Se as palavras ditas por Moro em 2016 invadiram as redes sociais nos últimos dias, outra da questões apontadas por magistrados, afirma a Folha de S. Paulo, é a forma como a nomeação foi feita. Por exemplo, a de Paulo Guedes para ministro da Fazenda foi conhecida durante a campanha, ao contrário do que aconteceu com Moro. Facto que poderá ser explorado pelo PT, a que acresce o da comunidade jurídica internacional começar a questionar a nomeação do juiz responsável pela condenação do principal adversário de Bolsonaro. A decisão de Moro em integrar o executivo do Presidente eleito poderá ser uma jogada para impulsionar a sua nomeação para o Tribunal Superior Federal em 2020 ou 2021, quando duas vagas serão abertas com a reforma dos juízes Celso de Mello e Marco Aurélio, escreveu a Folha.

Mas as reações à nomeação não foram só críticas. «Torço pelo melhor, temo que não, sem negativismos nem adesismos. A corrupção arruína a política e o país. Se Moro a combater, ajudará o país», escreveu no Twitter o antigo Presidente Fernando Henrique Cardoso. Já sobre a polémica de um magistrado integrar um executivo, o presidente nacional da Ordem dos Advogados do Brasil [OAB], Claudio Lamachia, saiu em defesa de Moro: «a OAB defende que as indicações para os cargos de ministro de Estado sejam feitas com base na competência técnica e não em critérios de troca de favores políticos, como tem sido praxe nas últimas décadas». «A lei brasileira é clara ao permitir que integrantes da magistratura e do Ministério Público exerçam a função de ministro de Estado, desde que deixem a carreira», acrescentou. 
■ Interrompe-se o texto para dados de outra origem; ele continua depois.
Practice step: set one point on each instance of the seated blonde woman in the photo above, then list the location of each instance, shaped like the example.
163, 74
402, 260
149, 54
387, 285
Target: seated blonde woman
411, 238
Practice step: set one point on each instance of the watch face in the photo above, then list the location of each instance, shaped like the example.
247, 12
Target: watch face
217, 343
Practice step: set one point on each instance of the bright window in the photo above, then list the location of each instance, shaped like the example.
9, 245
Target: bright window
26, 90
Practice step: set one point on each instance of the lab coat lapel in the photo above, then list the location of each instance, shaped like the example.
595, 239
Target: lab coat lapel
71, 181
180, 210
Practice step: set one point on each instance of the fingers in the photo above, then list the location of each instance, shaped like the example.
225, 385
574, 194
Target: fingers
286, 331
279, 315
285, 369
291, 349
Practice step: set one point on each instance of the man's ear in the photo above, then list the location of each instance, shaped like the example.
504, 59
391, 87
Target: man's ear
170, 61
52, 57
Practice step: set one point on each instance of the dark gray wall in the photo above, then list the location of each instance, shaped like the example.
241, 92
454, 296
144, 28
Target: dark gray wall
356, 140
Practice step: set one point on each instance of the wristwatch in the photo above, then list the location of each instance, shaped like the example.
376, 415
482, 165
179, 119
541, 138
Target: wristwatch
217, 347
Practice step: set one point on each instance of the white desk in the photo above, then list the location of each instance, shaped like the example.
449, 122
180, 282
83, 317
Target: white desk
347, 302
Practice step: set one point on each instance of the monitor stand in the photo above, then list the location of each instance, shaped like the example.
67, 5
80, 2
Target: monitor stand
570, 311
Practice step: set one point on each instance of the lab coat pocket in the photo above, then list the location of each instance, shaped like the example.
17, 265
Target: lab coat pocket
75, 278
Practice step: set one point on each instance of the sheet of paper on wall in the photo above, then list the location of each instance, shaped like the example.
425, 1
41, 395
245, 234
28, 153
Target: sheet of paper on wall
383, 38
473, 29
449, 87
Na orgânica do Governo, Bolsonaro tem privilegiado em alguns casos a formação de superministérios, como o da Justiça. Ontem, o Presidente eleito recuou na criação do superministério da Agricultura e do Meio Ambiente, inicialmente proposto durante a campanha eleitoral e que foi fortemente contestado tanto por ambientalistas como pelo agronegócio. «Estou pronto para voltar atrás na fusão de ministérios da Agricultura e Meio Ambiente», disse Bolsonaro. O Presidente eleito tomará posse em janeiro e até lá deverá anunciar os restantes membros do governo.